Talk:Google OS

Group 1: Google FS

Questions from Group 2 (Chubby):

What applications were producing all the appends? Indexing search data collected by Google
What happens when a master fails? The remaining nodes elect a new master using Chubby, and the most recent operations are reconstructed from the operation log
How could you use GFS outside of Google? Any large archiving project, preferably one where data is generated/read sequentially and rarely removed
How does data get deleted? The file is renamed to mark it for deletion; a periodic maintenance process removes marked files if they were deleted more than three days ago

Questions from Group 3 (Bigtable):

What big assumptions did they make for GFS that were against the norm? Large chunk size, files updated primarily via appends, large file sizes, chronic hardware failure
How is the master chosen and what happens when it fails? (See #2 above)
How did GFS remain in sync with the system? Did their method slow the system? The master asks the chunkservers which chunks they have; slowdown is minimal because the chunkservers are doing most of the work
What is lazy space allocation? New chunks are only allocated when needed (eg. if receiving 50 GB of data, GFS wouldn't allocate 50 GB worth of chunks right away, but one chunk at a time as needed)

Group 2: Chubby

Questions from Group 1, GFS, and to-the-point answers

What were some unexpected uses for Chubby? as a DNS server
How does Chubby recover if a client fails while holding a lock? client won't send keep-alive, so Chubby releases lock
How does Chubby's access control differ from UNIX files? permissions don't depend on permissions of super-directories (uses Access Control List files in an ACL directory)
How did they use Chubby's C++ code within Java projects? special native RPC conversion layer, because Java doesn't support their RPC protocols

Questions from Group 3, Bigtable

What was Chubby designed for and did it meet expectations?
Was coarse-grained locking a good idea and how did it impact applications?
How is the master elected and is it elected consistently?
How did Chubby integrate into other systems? Was it lightweight for applications?

Group 3: Bigtable

Questions from: Group 1, GFS

  1. How is Bigtable like/unlike a relational database?
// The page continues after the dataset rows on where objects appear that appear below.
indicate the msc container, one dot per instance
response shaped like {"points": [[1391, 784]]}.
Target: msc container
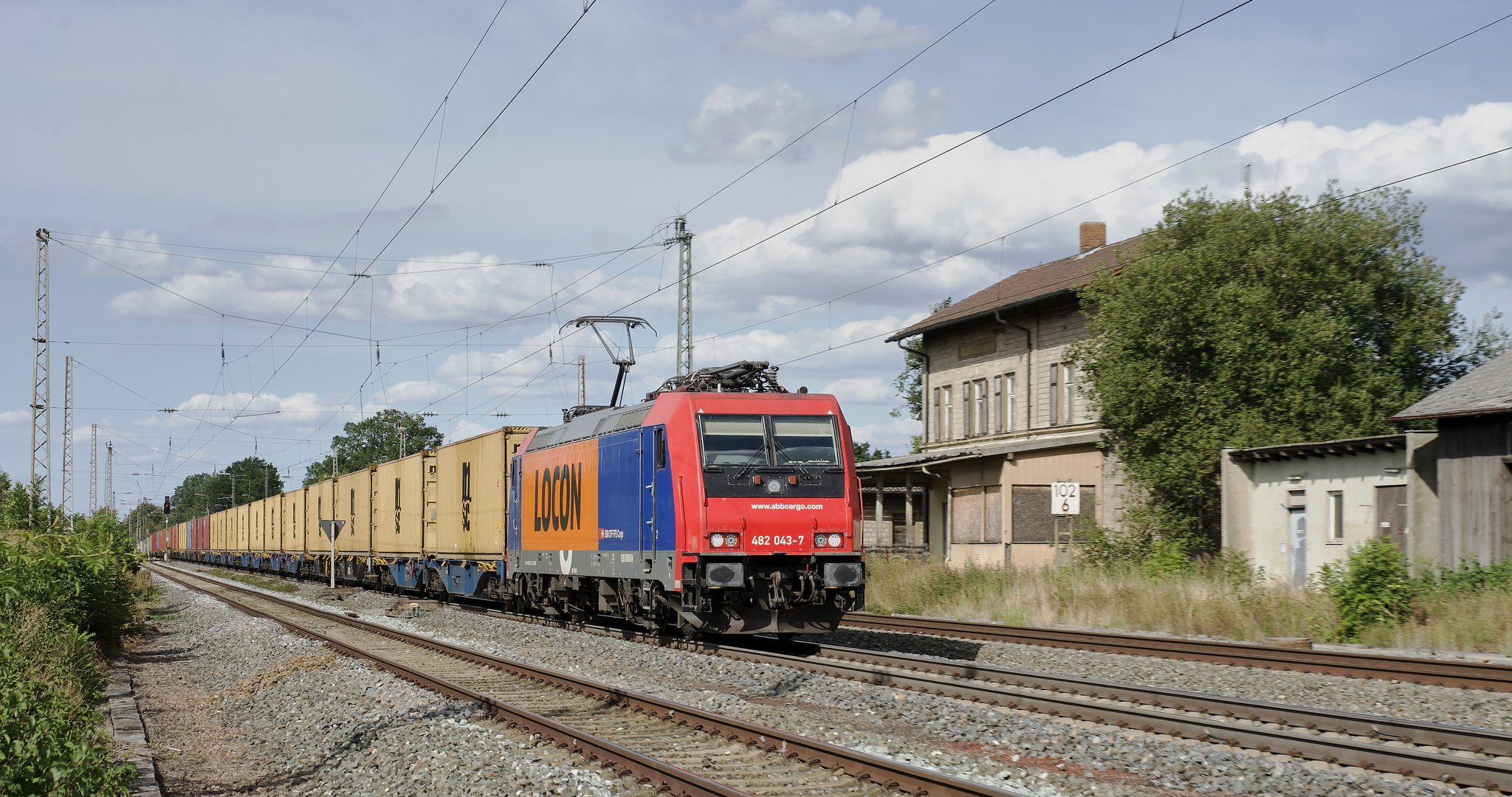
{"points": [[472, 494], [354, 504], [399, 504]]}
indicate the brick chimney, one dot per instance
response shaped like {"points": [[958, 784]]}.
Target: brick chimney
{"points": [[1093, 235]]}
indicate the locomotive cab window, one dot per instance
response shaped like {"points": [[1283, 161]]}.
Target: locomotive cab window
{"points": [[805, 439], [734, 439]]}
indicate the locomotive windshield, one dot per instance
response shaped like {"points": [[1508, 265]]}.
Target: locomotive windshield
{"points": [[805, 439], [735, 439], [766, 441]]}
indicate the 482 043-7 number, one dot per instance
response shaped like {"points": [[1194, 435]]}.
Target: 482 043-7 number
{"points": [[766, 540]]}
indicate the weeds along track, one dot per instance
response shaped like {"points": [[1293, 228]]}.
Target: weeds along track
{"points": [[669, 746], [1336, 663], [1470, 756]]}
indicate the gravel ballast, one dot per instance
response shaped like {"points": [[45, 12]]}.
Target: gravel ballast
{"points": [[238, 703], [1011, 749]]}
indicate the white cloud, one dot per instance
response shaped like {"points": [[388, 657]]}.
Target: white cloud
{"points": [[983, 191], [777, 31], [862, 390], [744, 125], [901, 114]]}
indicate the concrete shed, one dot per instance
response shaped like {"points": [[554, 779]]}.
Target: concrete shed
{"points": [[1298, 506]]}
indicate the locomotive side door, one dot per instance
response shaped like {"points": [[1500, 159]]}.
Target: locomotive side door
{"points": [[647, 474]]}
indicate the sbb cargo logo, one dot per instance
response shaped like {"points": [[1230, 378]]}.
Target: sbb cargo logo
{"points": [[560, 491]]}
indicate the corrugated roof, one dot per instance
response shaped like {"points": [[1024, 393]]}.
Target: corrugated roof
{"points": [[1484, 390], [1030, 283]]}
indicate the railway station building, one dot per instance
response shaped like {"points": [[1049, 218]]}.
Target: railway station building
{"points": [[1003, 419]]}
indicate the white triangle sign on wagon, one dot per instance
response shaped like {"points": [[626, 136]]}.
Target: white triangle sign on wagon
{"points": [[1065, 498]]}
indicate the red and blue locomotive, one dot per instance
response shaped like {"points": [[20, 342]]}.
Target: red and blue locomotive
{"points": [[723, 504]]}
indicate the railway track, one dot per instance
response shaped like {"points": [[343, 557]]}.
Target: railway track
{"points": [[670, 746], [1414, 670], [1470, 756]]}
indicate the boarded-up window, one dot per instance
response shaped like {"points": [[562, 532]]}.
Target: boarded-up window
{"points": [[975, 514], [1033, 522]]}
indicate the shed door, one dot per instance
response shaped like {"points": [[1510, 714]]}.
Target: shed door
{"points": [[1392, 513], [1299, 546]]}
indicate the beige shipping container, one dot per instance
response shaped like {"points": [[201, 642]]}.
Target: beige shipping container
{"points": [[295, 520], [472, 494], [354, 501], [244, 525], [399, 510]]}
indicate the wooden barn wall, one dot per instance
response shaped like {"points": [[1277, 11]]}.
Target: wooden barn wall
{"points": [[1473, 489]]}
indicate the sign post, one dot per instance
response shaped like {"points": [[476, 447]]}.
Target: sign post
{"points": [[333, 528], [1065, 500]]}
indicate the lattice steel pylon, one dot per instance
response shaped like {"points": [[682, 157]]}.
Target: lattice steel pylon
{"points": [[94, 469], [109, 475], [41, 389], [67, 497], [684, 239]]}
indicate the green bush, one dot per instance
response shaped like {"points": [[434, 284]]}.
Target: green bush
{"points": [[1370, 589], [67, 595], [50, 742]]}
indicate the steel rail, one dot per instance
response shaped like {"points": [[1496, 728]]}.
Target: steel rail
{"points": [[1336, 663], [1012, 689], [831, 756], [607, 753], [1471, 739], [1470, 772]]}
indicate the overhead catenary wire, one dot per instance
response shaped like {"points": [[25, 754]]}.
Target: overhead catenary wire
{"points": [[936, 156]]}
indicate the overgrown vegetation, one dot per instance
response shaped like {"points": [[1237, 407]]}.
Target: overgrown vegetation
{"points": [[1370, 598], [69, 596], [1209, 598], [1263, 321], [909, 384]]}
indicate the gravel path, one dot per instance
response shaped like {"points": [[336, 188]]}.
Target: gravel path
{"points": [[236, 703], [1012, 749]]}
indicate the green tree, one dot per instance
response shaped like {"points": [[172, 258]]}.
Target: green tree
{"points": [[242, 481], [1260, 321], [909, 383], [375, 441]]}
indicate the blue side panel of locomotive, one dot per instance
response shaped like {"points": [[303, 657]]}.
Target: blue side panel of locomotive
{"points": [[619, 491]]}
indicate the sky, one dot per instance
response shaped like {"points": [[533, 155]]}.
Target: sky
{"points": [[275, 218]]}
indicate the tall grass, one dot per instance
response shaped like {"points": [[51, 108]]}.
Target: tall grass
{"points": [[1193, 601], [1198, 601]]}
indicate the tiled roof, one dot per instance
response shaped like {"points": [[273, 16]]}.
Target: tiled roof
{"points": [[1028, 285], [1487, 389]]}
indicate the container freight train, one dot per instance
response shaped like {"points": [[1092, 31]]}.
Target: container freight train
{"points": [[723, 504]]}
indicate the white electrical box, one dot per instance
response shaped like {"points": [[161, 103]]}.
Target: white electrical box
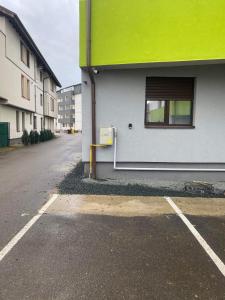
{"points": [[106, 136]]}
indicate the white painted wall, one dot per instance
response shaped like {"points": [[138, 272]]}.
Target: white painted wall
{"points": [[78, 112], [120, 100]]}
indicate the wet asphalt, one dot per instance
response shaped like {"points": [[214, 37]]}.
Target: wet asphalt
{"points": [[105, 257], [28, 176], [112, 248]]}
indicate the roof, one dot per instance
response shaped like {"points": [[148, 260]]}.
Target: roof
{"points": [[15, 21]]}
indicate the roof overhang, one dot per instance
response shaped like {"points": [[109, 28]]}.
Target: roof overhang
{"points": [[17, 24]]}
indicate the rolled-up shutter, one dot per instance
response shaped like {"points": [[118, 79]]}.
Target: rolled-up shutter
{"points": [[169, 88]]}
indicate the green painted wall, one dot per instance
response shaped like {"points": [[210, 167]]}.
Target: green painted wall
{"points": [[145, 31]]}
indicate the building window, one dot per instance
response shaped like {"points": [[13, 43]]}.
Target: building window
{"points": [[52, 104], [25, 86], [25, 54], [35, 122], [23, 121], [17, 121], [41, 99], [169, 102]]}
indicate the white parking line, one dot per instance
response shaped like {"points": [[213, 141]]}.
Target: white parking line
{"points": [[217, 261], [22, 232]]}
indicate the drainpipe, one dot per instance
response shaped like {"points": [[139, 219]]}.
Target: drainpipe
{"points": [[92, 80], [44, 100]]}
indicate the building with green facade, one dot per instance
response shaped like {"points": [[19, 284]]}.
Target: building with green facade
{"points": [[154, 71]]}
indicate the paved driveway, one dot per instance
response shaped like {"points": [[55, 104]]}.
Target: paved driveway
{"points": [[28, 176], [112, 247]]}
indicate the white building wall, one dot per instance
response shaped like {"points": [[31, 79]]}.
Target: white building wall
{"points": [[120, 100], [78, 112]]}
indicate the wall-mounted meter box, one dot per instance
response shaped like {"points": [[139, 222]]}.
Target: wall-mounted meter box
{"points": [[106, 136]]}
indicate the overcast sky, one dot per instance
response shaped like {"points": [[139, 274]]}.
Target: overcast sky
{"points": [[53, 25]]}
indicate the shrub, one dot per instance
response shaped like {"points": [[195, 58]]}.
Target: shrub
{"points": [[25, 138]]}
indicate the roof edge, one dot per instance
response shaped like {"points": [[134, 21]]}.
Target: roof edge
{"points": [[25, 34]]}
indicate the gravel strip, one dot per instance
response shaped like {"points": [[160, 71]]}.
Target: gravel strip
{"points": [[74, 183]]}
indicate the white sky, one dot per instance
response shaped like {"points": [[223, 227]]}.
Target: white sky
{"points": [[54, 26]]}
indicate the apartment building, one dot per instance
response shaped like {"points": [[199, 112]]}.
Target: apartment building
{"points": [[70, 108], [28, 97], [154, 74]]}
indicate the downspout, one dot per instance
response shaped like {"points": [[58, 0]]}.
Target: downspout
{"points": [[155, 168], [92, 80], [44, 78]]}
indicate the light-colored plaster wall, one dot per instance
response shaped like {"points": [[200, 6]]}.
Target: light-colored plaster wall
{"points": [[120, 98], [78, 112]]}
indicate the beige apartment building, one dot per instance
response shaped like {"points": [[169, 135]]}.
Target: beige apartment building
{"points": [[28, 97]]}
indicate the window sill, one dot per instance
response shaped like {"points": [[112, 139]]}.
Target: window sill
{"points": [[170, 126]]}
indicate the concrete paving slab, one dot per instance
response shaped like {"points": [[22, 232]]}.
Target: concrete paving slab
{"points": [[201, 206]]}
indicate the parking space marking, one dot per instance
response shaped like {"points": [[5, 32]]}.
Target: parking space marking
{"points": [[217, 261], [23, 231]]}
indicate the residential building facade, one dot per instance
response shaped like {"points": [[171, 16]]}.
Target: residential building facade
{"points": [[157, 77], [70, 108], [27, 84]]}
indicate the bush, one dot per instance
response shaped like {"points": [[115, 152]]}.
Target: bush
{"points": [[25, 138]]}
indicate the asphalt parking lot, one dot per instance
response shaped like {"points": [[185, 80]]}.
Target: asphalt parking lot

  ans. Bigtable is unlike a relational database because:
             - It stores data in SSTables, which are not in proper relational form.
             - A tablet can store multiple versions of the same data based on timestamps.
             - The language used to query Bigtable does not support a full relational database functionality.
       Bigtable is like a relational database because:
             - Server side scripts can be used to filter results similar to some sql queries.
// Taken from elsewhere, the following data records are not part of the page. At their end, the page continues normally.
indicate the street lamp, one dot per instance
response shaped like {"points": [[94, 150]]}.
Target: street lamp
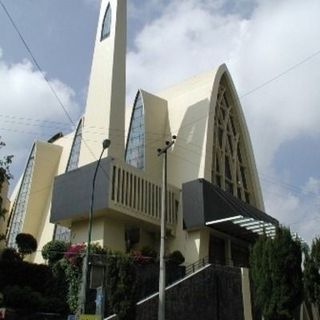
{"points": [[162, 265], [105, 144]]}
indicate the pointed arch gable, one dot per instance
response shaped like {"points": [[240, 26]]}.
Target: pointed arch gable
{"points": [[230, 161]]}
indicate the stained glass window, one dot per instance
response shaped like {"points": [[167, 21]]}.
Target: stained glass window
{"points": [[135, 143], [20, 205], [229, 169], [106, 25], [60, 232]]}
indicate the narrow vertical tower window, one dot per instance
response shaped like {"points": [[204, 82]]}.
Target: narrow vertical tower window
{"points": [[106, 24], [63, 233], [135, 143], [21, 202], [75, 149]]}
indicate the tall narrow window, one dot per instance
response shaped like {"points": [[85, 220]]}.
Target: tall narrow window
{"points": [[20, 206], [106, 24], [135, 143], [60, 232], [75, 149]]}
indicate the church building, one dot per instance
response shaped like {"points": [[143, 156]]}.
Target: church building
{"points": [[214, 203]]}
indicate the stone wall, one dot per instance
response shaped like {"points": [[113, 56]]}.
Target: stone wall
{"points": [[215, 293]]}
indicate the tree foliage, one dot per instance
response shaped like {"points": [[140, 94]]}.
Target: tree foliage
{"points": [[26, 243], [277, 276], [53, 251], [311, 273]]}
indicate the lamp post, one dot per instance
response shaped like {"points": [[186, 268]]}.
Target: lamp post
{"points": [[85, 274], [162, 266]]}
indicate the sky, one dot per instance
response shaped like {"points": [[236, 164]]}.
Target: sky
{"points": [[271, 48]]}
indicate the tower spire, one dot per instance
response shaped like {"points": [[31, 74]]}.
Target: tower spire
{"points": [[105, 107]]}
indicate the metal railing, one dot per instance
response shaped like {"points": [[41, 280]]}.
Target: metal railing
{"points": [[193, 267]]}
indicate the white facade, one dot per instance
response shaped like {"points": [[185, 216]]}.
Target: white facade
{"points": [[206, 148]]}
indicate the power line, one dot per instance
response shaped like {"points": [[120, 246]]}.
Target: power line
{"points": [[280, 74], [36, 62]]}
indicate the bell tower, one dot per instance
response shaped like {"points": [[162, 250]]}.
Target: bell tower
{"points": [[105, 107]]}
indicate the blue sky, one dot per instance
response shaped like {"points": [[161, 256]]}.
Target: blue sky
{"points": [[167, 42]]}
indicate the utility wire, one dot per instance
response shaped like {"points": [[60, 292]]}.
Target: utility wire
{"points": [[280, 74], [36, 63]]}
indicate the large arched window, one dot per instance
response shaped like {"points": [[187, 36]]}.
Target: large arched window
{"points": [[135, 143], [229, 165], [106, 24], [20, 206]]}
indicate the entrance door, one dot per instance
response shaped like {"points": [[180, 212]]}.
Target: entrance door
{"points": [[217, 251]]}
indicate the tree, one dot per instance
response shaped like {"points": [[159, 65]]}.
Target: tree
{"points": [[311, 273], [54, 251], [26, 243], [277, 276]]}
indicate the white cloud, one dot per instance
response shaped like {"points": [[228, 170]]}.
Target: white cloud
{"points": [[298, 209], [257, 44], [29, 109]]}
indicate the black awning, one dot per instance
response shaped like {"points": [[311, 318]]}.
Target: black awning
{"points": [[205, 204]]}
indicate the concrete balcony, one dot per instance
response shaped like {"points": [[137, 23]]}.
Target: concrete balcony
{"points": [[121, 192]]}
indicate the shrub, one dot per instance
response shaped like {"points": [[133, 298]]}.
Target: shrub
{"points": [[26, 243], [148, 251], [10, 255], [53, 251]]}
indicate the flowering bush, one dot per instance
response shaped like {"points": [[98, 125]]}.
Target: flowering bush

  2. What is the role of SSTable in Bigtable?
  
  ans. It is a model for formating data.

  3. For the webTable, why are domain names stored in reverse order?

  ans. The domain names are stored in reverse order to increase efficiency of a query.

  4. How did Bigtable use Chubby?

  ans. The master server uses Chubby to track tablet servers.

Questions from Group2, Chubby

  1. Why did they not implement the full relational model?

  ans. They did not need a full relational model. They only implemented what they thought they needed at the time.

  2. When could major compaction occur?

  ans. Major compaction could occur when two tables are the same, but stored differently, or when there are lots of gaps due to row deletions.

  3. How does Bigtable handle fine-grained locking?

  ans.

  4. What are the similarities in the architecture between GFS and Bigtable?

  ans. They are similar in master selection and the use of Chubby.